Book of Abstracts: Albany 2007
June 19-23 2007
Structural Characterization of Clustered DNA Damage: Bistranded Oxidized Bases and Abasic Sites
Ionizing radiation (IR) damages cellular DNA mainly by oxidative mechanisms. Since a single energy deposition event generates several free radicals, IR normally produces both isolated lesions and clustered damage sites, operationally defined as two or more lesions within a helical turn. Clustered lesions can occur in one or both strands of the duplex and, in both cases, they affect the efficiency of DNA repair. It has been shown that the repair rate of bistranded clusters is generally reduced and depends on the distance separating the lesions and their relative orientation. The structural basis of these effects remains to be determined.

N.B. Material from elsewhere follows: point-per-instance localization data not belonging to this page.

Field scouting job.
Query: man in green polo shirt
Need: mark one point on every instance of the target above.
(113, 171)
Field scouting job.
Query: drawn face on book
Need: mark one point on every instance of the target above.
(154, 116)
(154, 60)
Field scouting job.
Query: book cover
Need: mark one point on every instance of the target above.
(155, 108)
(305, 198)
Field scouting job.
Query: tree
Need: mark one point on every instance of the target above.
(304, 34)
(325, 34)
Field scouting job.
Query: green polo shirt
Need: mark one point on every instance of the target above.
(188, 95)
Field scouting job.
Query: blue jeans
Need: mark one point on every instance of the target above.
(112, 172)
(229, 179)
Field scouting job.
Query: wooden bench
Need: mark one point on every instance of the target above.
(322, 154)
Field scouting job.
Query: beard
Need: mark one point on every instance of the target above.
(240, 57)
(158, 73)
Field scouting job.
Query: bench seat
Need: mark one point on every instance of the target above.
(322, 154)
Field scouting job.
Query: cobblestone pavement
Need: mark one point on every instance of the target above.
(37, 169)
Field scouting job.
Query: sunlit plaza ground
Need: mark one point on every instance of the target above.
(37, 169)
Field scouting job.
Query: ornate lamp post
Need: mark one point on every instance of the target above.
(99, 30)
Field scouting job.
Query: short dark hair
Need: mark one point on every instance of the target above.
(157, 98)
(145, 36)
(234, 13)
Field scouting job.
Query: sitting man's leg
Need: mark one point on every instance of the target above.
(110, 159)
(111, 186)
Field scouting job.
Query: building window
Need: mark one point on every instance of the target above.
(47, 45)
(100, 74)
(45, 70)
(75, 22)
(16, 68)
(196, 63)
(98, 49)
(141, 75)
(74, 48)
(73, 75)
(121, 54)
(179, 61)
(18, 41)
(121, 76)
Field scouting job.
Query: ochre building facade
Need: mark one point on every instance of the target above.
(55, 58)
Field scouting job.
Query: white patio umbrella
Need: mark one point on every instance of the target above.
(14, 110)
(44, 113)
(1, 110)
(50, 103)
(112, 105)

In order to identify structural features that modulate the recognition of cluster lesions by repair enzymes we have prepared two pairs of DNA duplexes containing a bistranded clusters, in the +1 or -1 orientation and determined their structure in solution using high-resolution NMR spectroscopy. The first pair of damaged duplexes contains bistranded dihydrothymine (DHT)/ abasic site (AP) lesions, while the second has a 7,8-dihydro-8-oxoguanine (8-oxoG)/AP cluster.
Our NMR data indicate that all four clusters are readily accommodated in the right-handed duplexes, where they cause only small perturbations of the local DNA structure. The 8-oxo-dG and DHT residues form canonical Watson-Crick alignments and the AP residues remain inside the helix, where they adopt a C2?-endo conformation.